Eating disorders such as anorexia, bulimia and binge eating disorder they usually have serious emotional regulation problems linked to the acceptance of their own body image or to an inability to maintain control over their own eating behavior.

In this regard, dialectical behavioral therapy has shown that reduces the symptomatology of this type of disorders , especially binge eating disorder and bulimia nervosa in which massive food consumption occurs based on immediate impulses.

  • Related article: "The 10 most common eating disorders"

Substance abuse

It must be borne in mind that in a large number of cases the abusive use of substances is done with the intention of facing an existential vacuum, as a mechanism of escape, emotions that are difficult for the sufferer to suffer (such as fear or guilt) or to alleviate the compulsive desire to consume derived from abstinence to the substance to which one is addicted. Thus, in the cases in which behind the consumption there is a problem of regulation of the emotions the dialectic behavioral therapy It has also proven especially effective .

Others

Although not as successful as in the previous cases, behavioral dialectic therapy has been applied frequently in posttraumatic stress disorder as well as in anxiety disorders such as panic disorder.

Bibliographic references:

  • Almond, M.T. (2012).
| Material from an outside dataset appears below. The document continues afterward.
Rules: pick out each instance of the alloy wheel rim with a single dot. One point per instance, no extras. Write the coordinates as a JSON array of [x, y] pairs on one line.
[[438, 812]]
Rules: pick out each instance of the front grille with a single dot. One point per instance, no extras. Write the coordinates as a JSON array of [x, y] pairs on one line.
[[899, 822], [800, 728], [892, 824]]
Psychotherapies CEDE Preparation Manual PIR, 06. CEDE: Madrid.
  • Aramburu, B. (1996). Dialectical behavioral therapy for borderline personality disorder. Behavioral Psychology, 4, 123-140.
  • Linehan, M. M. & Dimeff, L. (2001). Dialectical Behavior Therapy in a nutshell.The California Psychologist, 34, 10-13.
  • Soler, J .; Elices, M. and Carmona, C. (2016). Dialectic Behavioral Therapy: clinical applications and empirical evidence. Analysis and modification of Conduct, vol.42, nº165-166. 35-49.

Dialectical Behavior Therapy - Assisting our Clients in Regulating Their Emotions (March 2024).